Fitting Workflow • chlaa

Why This Workflow?

This vignette fits the model to a cleaned historical outbreak time series digitized from Fig. 3 in:

Milano et al. (2025), modelling cholera response in the Democratic Republic of the Congo.

The cleaned series is bundled in the package so the workflow is fully reproducible.

library(chlaa)
library(ggplot2)

data_path <- system.file(
  "extdata", "outbreak", "nyiragongo_historical_cases_clean.csv",
  package = "chlaa"
)
stopifnot(nzchar(data_path))

example_data <- read.csv(data_path, stringsAsFactors = FALSE)
example_data$date <- as.Date(example_data$date)
example_data$time <- as.integer(example_data$date - min(example_data$date))

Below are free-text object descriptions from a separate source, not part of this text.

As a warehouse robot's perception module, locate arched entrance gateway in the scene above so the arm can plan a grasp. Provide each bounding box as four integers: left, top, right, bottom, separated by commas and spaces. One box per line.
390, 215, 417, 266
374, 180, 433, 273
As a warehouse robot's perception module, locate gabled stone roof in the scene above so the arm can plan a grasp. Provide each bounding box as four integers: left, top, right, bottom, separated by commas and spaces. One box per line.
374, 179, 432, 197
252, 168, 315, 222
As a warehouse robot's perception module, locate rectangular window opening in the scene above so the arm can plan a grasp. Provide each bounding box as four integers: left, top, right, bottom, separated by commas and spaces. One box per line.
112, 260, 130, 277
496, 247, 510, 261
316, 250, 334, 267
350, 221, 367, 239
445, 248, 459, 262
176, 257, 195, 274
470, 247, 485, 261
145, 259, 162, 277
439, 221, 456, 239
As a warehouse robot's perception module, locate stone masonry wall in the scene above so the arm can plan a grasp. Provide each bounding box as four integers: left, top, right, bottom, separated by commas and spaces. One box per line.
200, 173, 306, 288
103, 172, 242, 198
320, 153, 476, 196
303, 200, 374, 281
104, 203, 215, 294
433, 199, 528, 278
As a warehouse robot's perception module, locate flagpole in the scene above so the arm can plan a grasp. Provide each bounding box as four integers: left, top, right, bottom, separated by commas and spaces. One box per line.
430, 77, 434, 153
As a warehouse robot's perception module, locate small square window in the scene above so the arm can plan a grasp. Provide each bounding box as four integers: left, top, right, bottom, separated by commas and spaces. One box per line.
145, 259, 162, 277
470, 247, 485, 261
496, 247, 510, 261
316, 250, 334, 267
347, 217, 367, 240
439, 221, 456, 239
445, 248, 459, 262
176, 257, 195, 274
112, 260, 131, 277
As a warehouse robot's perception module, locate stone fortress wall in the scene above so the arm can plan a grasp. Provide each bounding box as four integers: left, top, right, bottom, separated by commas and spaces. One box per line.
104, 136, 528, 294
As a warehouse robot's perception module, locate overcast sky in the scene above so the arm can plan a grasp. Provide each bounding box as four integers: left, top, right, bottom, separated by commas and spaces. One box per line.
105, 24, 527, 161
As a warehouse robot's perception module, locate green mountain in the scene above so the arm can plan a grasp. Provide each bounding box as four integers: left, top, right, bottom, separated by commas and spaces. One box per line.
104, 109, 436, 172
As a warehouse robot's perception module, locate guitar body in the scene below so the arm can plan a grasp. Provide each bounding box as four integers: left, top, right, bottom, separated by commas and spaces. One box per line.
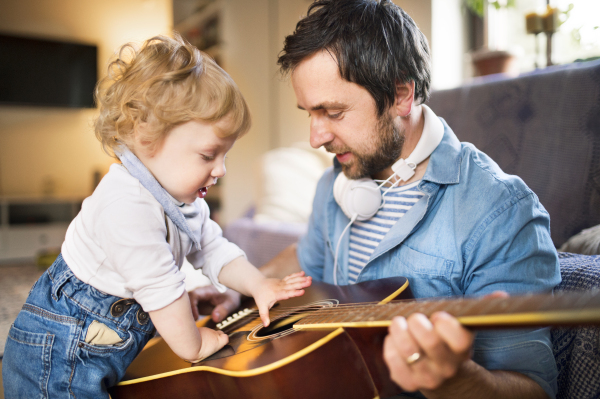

# Keep shared baseline parameterization for a stable CI example fit.
case_study <- chlaa_case_study_setup(seed = 42)

head(example_data)
#>         date cases
#> 1 2022-08-01     6
#> 2 2022-08-02     6
#> 3 2022-08-03     6
#> 4 2022-08-04     7
#> 5 2022-08-05     7
#> 6 2022-08-06     7
#>                                                                source time
#> 1 Milano et al. (2025) Fig. 3 historical data (digitized and cleaned)    0
#> 2 Milano et al. (2025) Fig. 3 historical data (digitized and cleaned)    1
#> 3 Milano et al. (2025) Fig. 3 historical data (digitized and cleaned)    2
#> 4 Milano et al. (2025) Fig. 3 historical data (digitized and cleaned)    3
#> 5 Milano et al. (2025) Fig. 3 historical data (digitized and cleaned)    4
#> 6 Milano et al. (2025) Fig. 3 historical data (digitized and cleaned)    5

1) Visualise The Shared Outbreak Data

ggplot(example_data, aes(x = date, y = cases)) +
  geom_line(linewidth = 0.5, colour = "black") +
  labs(
    x = "Date",
    y = "Reported cholera cases/day",
    title = "Cleaned historical outbreak data (Milano et al. Fig. 3)"
  ) +
  theme_minimal()

2) Prepare Data And Starting Parameters

To keep vignette runtime practical on CI, we fit an early-to-mid outbreak window and reserve later dynamics for scenario/economic workflows.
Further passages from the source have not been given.